OSLO, Aug 23 (Reuters) – Norway's government is cutting its projections for oil prices by 4 percent for next year and 11 percent for 2015, reflecting higher supply and lower demand from the world's two biggest economies, its prime minister said late on Thursday.
The Nordic country is the world's seventh-largest oil exporter. It can use up to 4 percent of its oil and gas revenues in its national budget, so it runs oil price projections to establish how much money it can count on.
The government now expects the average per barrel price for oil to fall to 600 crowns ($98.4) in 2014 from its earlier view of 625 crowns. It expects prices to drop further to 535 crowns in 2015.
"There is growing uncertainty about oil prices.

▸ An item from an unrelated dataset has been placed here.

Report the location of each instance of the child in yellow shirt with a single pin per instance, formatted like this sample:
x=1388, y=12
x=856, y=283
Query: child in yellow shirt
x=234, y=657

There is great uncertainty because the United States produce more (oil) ... In addition, China is buying less than before," Prime Minister Jens Stoltenberg told public broadcaster NRK.

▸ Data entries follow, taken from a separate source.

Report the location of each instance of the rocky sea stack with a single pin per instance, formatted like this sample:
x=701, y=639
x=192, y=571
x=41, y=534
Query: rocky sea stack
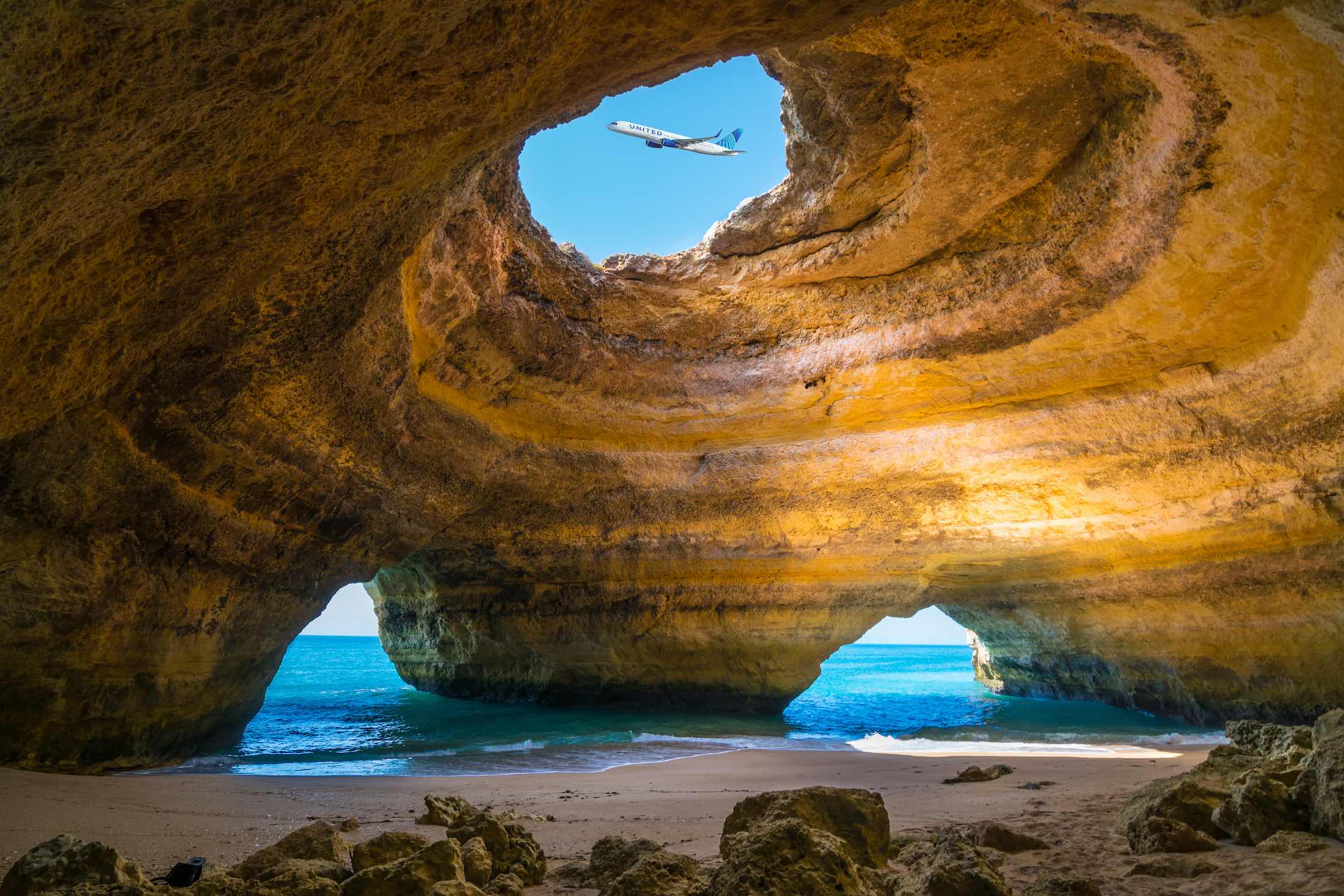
x=1046, y=328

"We must be prepared for more falls (in oil prices)," he said during a break in negotiations for the 2014 budget.
Norway runs huge budget surpluses thanks to lucrative oil revenues but stashes most of that money away in a $750 billion wealth fund, spending no more than 4 percent of the fund each year on a well developed public sector.
Actual spending as a percentage of the oil money has fallen for the past two years and Stoltenberg said his budget, which will be presented after parliamentary elections but before the new government takes over, would anticipate oil spending at barely 3 percent, down from 3.3 percent this year.
Norwegians go to the polls on September 9.